Consider a one-period binomial lattice for a stock with a constant risk-free rate.
Determine the initial cost of a portfolio that perfectly hedges a contingent claim with payoff xu in the upstate and xd in the downstate (you can do this so long as the up and down price are different in your lattice).
Assuming there exists no portfolio that yields a profit without downside risk (assume no arbitrage) and that your economy is frictionless and competitive, show that any other price for the contingent claim, other than the initial cost of the replicating portfolio you found, would lead to the existence of a portfolio that yields a profit without downside risk. Pause and reflect on the fact that you have determined the price of any contingent claim without any mention of probability. However, don't forget what you assumed!
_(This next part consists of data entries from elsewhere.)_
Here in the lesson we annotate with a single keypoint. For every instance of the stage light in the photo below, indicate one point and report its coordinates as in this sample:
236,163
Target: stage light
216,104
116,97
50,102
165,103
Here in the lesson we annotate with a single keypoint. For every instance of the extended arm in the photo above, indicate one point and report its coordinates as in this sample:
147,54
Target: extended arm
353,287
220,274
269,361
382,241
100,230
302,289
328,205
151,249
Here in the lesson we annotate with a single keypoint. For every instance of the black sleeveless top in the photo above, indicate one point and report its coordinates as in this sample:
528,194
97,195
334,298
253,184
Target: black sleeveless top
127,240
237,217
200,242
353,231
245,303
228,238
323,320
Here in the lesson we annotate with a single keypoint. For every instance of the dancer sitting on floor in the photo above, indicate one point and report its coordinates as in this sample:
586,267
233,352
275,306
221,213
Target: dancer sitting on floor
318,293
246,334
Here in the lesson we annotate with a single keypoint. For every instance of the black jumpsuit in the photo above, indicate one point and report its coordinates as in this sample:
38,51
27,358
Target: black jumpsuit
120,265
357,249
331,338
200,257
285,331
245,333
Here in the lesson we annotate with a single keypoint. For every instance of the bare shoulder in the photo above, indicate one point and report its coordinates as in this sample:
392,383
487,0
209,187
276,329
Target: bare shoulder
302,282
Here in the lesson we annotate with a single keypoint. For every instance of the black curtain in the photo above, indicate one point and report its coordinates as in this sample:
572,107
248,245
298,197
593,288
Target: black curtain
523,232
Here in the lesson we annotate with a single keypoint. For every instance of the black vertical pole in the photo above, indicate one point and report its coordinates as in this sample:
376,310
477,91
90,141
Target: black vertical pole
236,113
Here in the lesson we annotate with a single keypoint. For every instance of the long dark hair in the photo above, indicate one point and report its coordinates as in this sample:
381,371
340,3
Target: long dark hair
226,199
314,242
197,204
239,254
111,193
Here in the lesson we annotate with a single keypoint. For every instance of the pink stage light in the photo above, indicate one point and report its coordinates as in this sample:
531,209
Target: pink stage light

What did you actually need to do what you just did?
Now that you know that the price of the initial portfolio is the "arbitrage free" price of the contingent claim, find the number q such that you can express that price of the contingent claim as the !discounted payoff! in the up state times a number q plus the discounted payoff in the downstate times the number 1-q. Solve for the number q. Interpret the number q as a probability and compute the expected value of the discounted stock with this probability. This should be the same as the initial price of the stock. Pause and reflect on the fact that you have determined the unique number q between 0 and 1 such that the expected value (using q) of the discounted stock is the initial price and that you can compute the price of any contingent claim by computing its expected (using q) discounted payoff.
It is clear from what you have just done that if you chose any other number p between 0 and 1 other than the q and computed the expected (using p) discount payoff, then you would not recover the arbitrage free price (remember you have shown that any other price than the one you found leads to an arbitrage portfolio). This means that if you had a real world probability p for your initial lattice, it is not the correct probability to use to when computing the price.